Awesome CEO: A Curated Reading List for Startup Founders

December 28, 2025

|repo-review

by Florian Narr

Awesome CEO: A Curated Reading List for Startup Founders

What it does

awesome-ceo is a curated list of resources for startup founders and leaders of high-growth companies. One README.md, roughly 90 links, organized into 10 sections: fundraising, entrepreneurship, product, sales, marketing, management, hiring, finance, books, and supplementary links.

Why I starred it

I keep a handful of awesome-lists bookmarked — the ones where curation is the value, not volume. This one covers the non-engineering side of building a company. The author, Dima Kuchin, also maintains awesome-cto which has 34k+ stars. Where awesome-cto focuses on technical leadership, this companion list tackles the CEO lens: fundraising mechanics, product-market fit, hiring executives, and financial planning.

What caught my eye is how opinionated it is. The description says "opinionated" and it delivers — there are only about 90 links total across every category. Compare that to awesome-lists that dump 500 links nobody reads. Each entry here has a brief annotation explaining why it's worth your time.

How it works

There's no code here. The entire repo is README.md and LICENSE (CC0). Two files, 183 lines, 13 commits. The structure is straightforward markdown — section headers, bullet lists, brief annotations on most entries.

The commit history tells the story: created December 26, 2022, bulk content added in a two-day sprint on February 13-16, 2023, then silence. 13 commits total, all from a single contributor, all with commit messages like "More content". The last push was February 2023 — over two years ago.

## Fundraising

 * [A Guide to Seed Fundraising](https://www.ycombinator.com/library/4A-a-guide-to-seed-fundraising) - YCombinator
   Very good starting point.
 * [A Playbook for Fundraising](https://www.lennysnewsletter.com/p/a-playbook-for-fundraising) - Lenny Rachitsky
   Great summary.

That's the format throughout — link, source attribution, sometimes a one-line annotation. Some entries include Twitter badge links via socialize-md.vercel.app and YouTube badges to distinguish content types. A few paid resources are marked with a money bag emoji.

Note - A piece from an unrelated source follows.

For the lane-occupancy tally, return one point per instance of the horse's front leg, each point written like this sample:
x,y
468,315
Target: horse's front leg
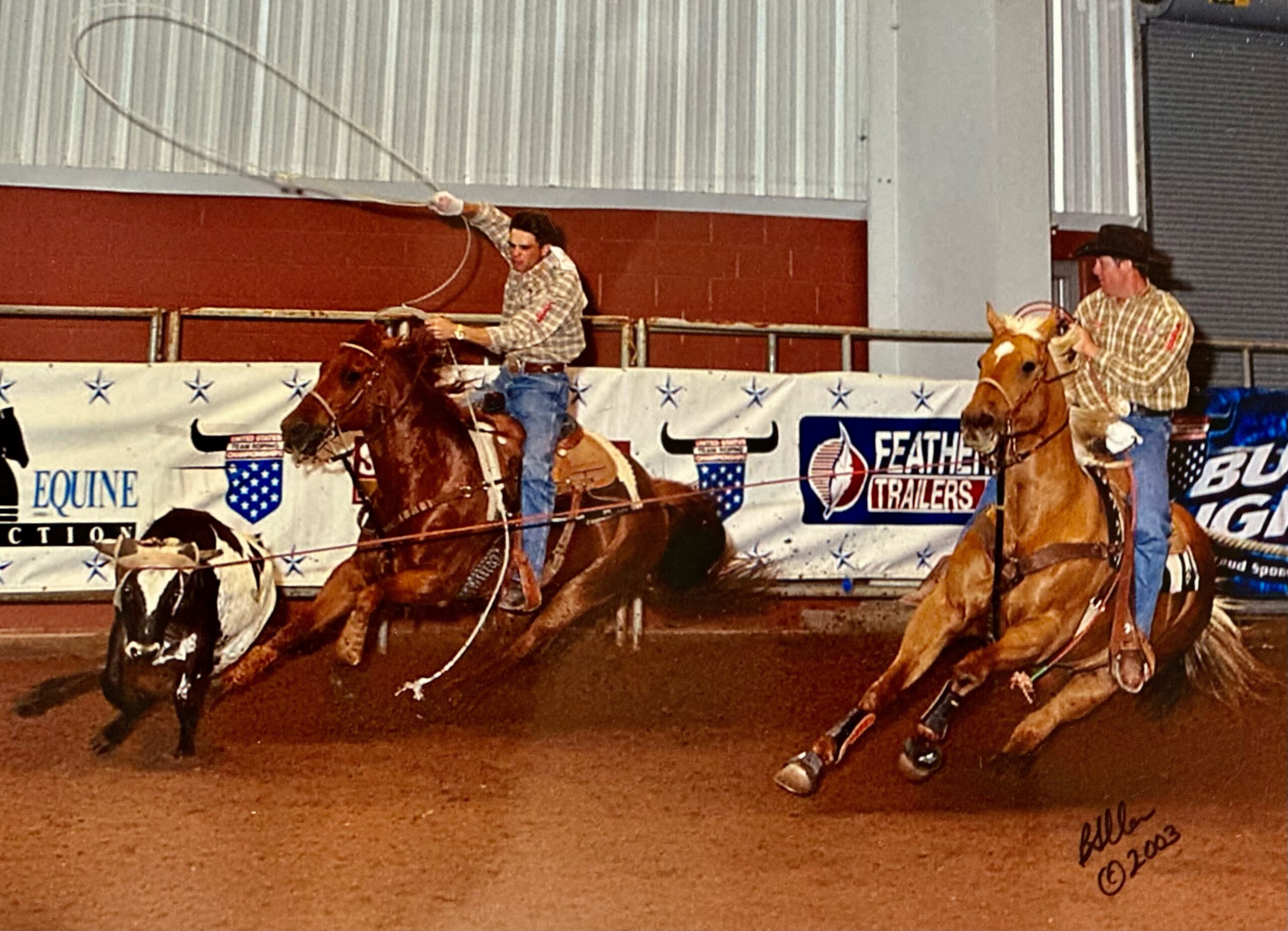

The fundraising section is the deepest, covering seed guides from YC and Stripe, pitch deck collections, equity calculators, angel directories, and even a section on exit strategies via a16z. The books section is unusually useful — each entry gets a multi-line description of what the book actually teaches, not just its title.

Using it

There's nothing to install or run. You open the README, find the section relevant to your current problem, and read. A few ways I've used lists like this:

# Clone locally to have it offline / searchable
git clone https://github.com/kuchin/awesome-ceo.git

# Quick search for fundraising-related links
grep -i "fundrais" awesome-ceo/README.md

The list references tools like Capboard's equity dilution calculator and SmartAsset's startup economics calculator — these are the kind of links you don't find by googling "startup tools." They're specific enough to be useful.

For the books section, every entry links to Amazon and includes a paragraph-length review. For example, the note on "The 7 Habits of Highly Effective People" is honest: "The title is misleading — because of it I was avoiding this book for years." That kind of annotation is what separates a curated list from a dump.

Rough edges

The obvious one: no commits since February 2023. Links rot. I didn't check all 90, but the fundraising landscape from 2022-2023 is already dated — some of those valuation frameworks assume a different market. There's no CI checking for dead links, no CONTRIBUTING.md, and no indication the author plans to maintain it.

The sections are uneven. Fundraising gets 20+ links with sub-categories for tools, angel directories, and pitch decks. Sales gets exactly one link. Hiring gets three. Marketing gets five. The depth drops off sharply after the first few categories.

Some links use badge images from socialize-md.vercel.app for Twitter and YouTube indicators. These are external image dependencies that could break — and they add visual noise in the raw markdown.

The commit messages ("More content", "More content", "More content") suggest this was built in one sitting and published. No issue tracker, no PRs from the community, no discussion threads. The 244 forks haven't fed anything back.

Bottom line

If you're an engineer moving into a founder or CEO role and want a single page of curated reading on the non-technical side — fundraising, product-market fit, management — this is a solid starting point. Just know the links are from early 2023, and nobody's checking if they still work.